The occlusion of buildings in urban environments leads to the intermittent reception of satellite signals, which limits the utilization of observations. This subsequently results in a decline of the positioning and attitude accuracy of Global Navigation Satellite System (GNSS)/Inertial Navigation System (INS) integrated system (GNSS/INS). This study implements a smooth post-processing strategy based on a tightly coupled differential GNSS/INS. Specifically, this strategy used the INS-estimated position to reinitialize integer ambiguity. The GNSS raw observations were input into the Kalman filter to update the measurement. The Rauch-Tung-Striebel smoothing (RTSS) algorithm was used to process the observations of the entire period. This study analyzed the performance of loosely coupled and tightly coupled systems in an urban environment and the improvement of the RTSS algorithm on the navigation solution from the perspective of fully mining the observations. The experimental results of the simulation data and real data show that, compared with the traditional tightly coupled processing strategy which does not use INS-aided integer ambiguity resolution and RTSS algorithm, the strategy in this study sufficiently utilized INS observations and GNSS observations to effectively improve the accuracy of positioning and attitude and ensure the continuity of navigation results in an obstructed environment.

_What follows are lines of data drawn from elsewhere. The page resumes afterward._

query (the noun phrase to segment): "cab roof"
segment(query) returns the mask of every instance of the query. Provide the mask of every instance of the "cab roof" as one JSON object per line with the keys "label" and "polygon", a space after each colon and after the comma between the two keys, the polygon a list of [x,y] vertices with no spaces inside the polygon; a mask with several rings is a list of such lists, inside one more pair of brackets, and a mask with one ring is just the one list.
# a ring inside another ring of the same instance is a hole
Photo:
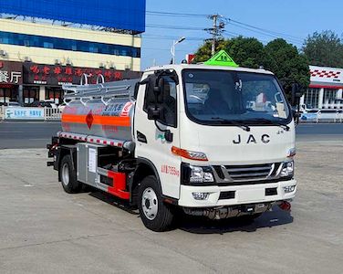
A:
{"label": "cab roof", "polygon": [[163,65],[148,68],[144,72],[151,72],[161,69],[173,69],[175,71],[181,72],[183,69],[213,69],[213,70],[229,70],[229,71],[242,71],[242,72],[252,72],[252,73],[260,73],[260,74],[269,74],[274,75],[273,72],[265,70],[263,68],[248,68],[242,67],[224,67],[224,66],[209,66],[203,63],[200,64],[175,64],[175,65]]}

城市环境中建筑物的遮挡会导致卫星信号的间歇性接收,这限制了观测数据的利用。这随后导致全球导航卫星系统(GNSS)/惯性导航系统(INS)集成系统(GNSS/INS)的定位和姿态精度下降。本研究基于紧密耦合的差分GNSS/INS实现了一种平滑后处理策略。具体而言,该策略利用INS估计的位置重新初始化整周模糊度。将GNSS原始观测数据输入卡尔曼滤波器以更新测量值。采用Rauch-Tung-Striebel平滑(RTSS)算法处理整个时间段的观测数据。本研究从充分挖掘观测数据的角度分析了城市环境中松耦合和紧耦合系统的性能以及RTSS算法对导航解的改进。模拟数据和真实数据的实验结果表明,与不使用INS辅助整周模糊度解算和RTSS算法的传统紧密耦合处理策略相比,本研究中的策略充分利用了INS观测数据和GNSS观测数据,有效地提高了定位和姿态精度,并确保了在遮挡环境下导航结果的连续性。